Do I Need an Attorney for Small Claims Court

The People’s Court has been airing for over 30 years and for most people it is their only exposure to Small Claims Court. In Florida, Small Claims Court includes all claims up to $5,000 and in most cases the parties represent themselves in Court. The right to represent yourself includes corporations which are required under Florida law to be represented by counsel for all claims exceeding $5,000.

In Small Claims Court there is typically a Pretrial Conference which is generally held within sixty days of the lawsuit being filed. The Pretrial Conference is generally held a courtroom and is generally crowded as the Judge may preside over as many as fifty cases at one Pretrial Conference. Once your case is called on the docket, the first thing the Judge does is order the parties to attend non-binding mediation in a separate room with a state certified mediator. The mediation conference is non-binding which means the mediator is not making any decisions about the facts or the law and the parties are not required to settle the case. If the parties cannot reach a settlement, the parties then go back to the Courtroom where the Judge may ask for a brief statement of the case prior to scheduling the case for trial.

The trial is generally held within sixty to ninety days after the Pretrial Conference. At trial each side has the opportunity to present documentary evidence and testimony to support their case. Small claims trials are more informal than typical trials and may even be conducted in the judge’s chambers rather a courtroom. The judge will typically ask their own questions to the parties and any witnesses during the trial and typically the judge issues a final judgment at the conclusion of the trial. If a Final Judgment is entered in favor of the plaintiff the judge will advise the Defendant that they could be subject to garnishment or other collection procedures if they fail to pay off the Final Judgment.
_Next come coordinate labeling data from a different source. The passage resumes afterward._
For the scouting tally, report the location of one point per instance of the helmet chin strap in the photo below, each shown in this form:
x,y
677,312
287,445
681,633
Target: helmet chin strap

It may not always be financially feasible for a party to hire an attorney for a case in Small Claims Court. However, one thing I have been preaching to clients who are dealing with Small Claims Court on their own is to at minimum discuss everything with an attorney. This is especially true if you are the Defendant whom is being sued in Smalls Claim Court. A failure to understand the process could result in a judgment that you are financially responsible to satisfy.